When fired, both the CO2 and green gas models propel the BB out, force the slide to “blow back,” recock the gun, and come forward reloading a fresh BB from the magazine into the chamber. Sound familiar? The experience of firing one these is about as close as you can come to firing a real semi-automatic pistol while not using a real firearm. But don’t think you’re going to feel anything akin to actual recoil or the kind of impulse encountered when firing a real gun.
Power and Cost
Generally, the CO2 guns fire their BBs a little hotter than the green gas models. Because of this, these higher velocity models (firing at 350 fps or higher) are not recommended for indoor use, unless using an airgun-quality backstop of some kind. My green gas Glock 17 clone fires around 290fps and is more than adequate for my purposes.
It’s generally accepted that the green gas guns are going to be the more economical to run. A $10 can of gas will last for dozens of magazines worth of shooting. And as a side benefit, the lower velocities will make for a safer experience when shooting indoors.
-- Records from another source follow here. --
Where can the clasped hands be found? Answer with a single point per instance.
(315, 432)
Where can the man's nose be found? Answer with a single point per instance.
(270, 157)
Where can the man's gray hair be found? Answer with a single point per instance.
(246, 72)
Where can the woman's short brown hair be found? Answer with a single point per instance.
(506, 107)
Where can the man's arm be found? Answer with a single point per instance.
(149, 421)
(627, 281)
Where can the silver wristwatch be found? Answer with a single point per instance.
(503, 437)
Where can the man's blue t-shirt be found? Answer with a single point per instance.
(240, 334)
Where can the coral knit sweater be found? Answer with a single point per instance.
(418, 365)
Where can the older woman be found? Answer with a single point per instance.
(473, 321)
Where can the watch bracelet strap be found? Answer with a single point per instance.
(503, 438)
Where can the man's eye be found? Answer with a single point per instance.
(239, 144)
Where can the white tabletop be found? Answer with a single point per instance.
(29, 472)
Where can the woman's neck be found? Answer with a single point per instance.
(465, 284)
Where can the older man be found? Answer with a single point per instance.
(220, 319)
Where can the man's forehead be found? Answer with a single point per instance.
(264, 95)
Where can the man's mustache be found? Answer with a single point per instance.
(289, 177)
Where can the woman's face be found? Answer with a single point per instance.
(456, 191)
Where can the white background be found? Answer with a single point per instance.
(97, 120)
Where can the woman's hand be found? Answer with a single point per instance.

The CO2 variants will cost a little more to shoot in the long term as you’re buying these small metal gas cartridges (approximately $1-$2 a piece depending on location), but you’ll be refilling much less often during your shooting session. And for those who want to train outdoors or who have the space and materials for a proper backstop inside, the extra velocity of CO2 will offer more zip to the shooting experience, especially when plinking. And as a side note: the BBs now come in environmentally friendly, biodegradable variants.
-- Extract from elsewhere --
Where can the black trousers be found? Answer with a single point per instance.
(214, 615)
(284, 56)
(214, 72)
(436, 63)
It’s imperative that you have a good back stop to stop and contain these tiny projectiles. You do not want them rocketing around a room, potentially causing damage to windows, belongings, or you. Oh, and for god’s sake, where eye protection. You already do so when at the range with your real guns, so do the same for airsoft training too. A 6mm BB traveling at 300fps to the eyeball will wreck your day, and possibly your long-term vision.
For the CO2 powered models, I’d use an airgun-quality BB/pellet trap, either bought as a bespoke unit or made from materials bought at the hardware store. Many of these guns fire in the 400fps+ range so choose your back stop wisely. You’ve got to stop and contain the BB. And I recommend not firing the CO2 models in just a regular room, even with a good back stop—head to the basement, garage, or better yet outside.
When it comes to the green gas guns, making a good back stop is a lot easier. You can probably find some things around the house that can be put to use. I use a good-sized cardboard box (big enough for my paper target with room to spare) with a large portion of the center of one side cut out (my target side). I’ve stapled an old t-shirt to hang in the interior of the box and threw in some plastic bubble packaging and old packing paper from Amazon orders in between the shirt and the opening. You’ll need to experiment to find what works best for your particular gun and the space you’re using.
Yes, follow the same rules you would with a real firearm. Don’t get into some bad habits just because it’s an airsoft gun. Watch your muzzle discipline, keep your finger off the trigger and up on the frame when not on target, and wear eye protection (anyone else in the vicinity must wear eye protection as well). Make adjustments to your back stop if the BBs are not being stopped and contained.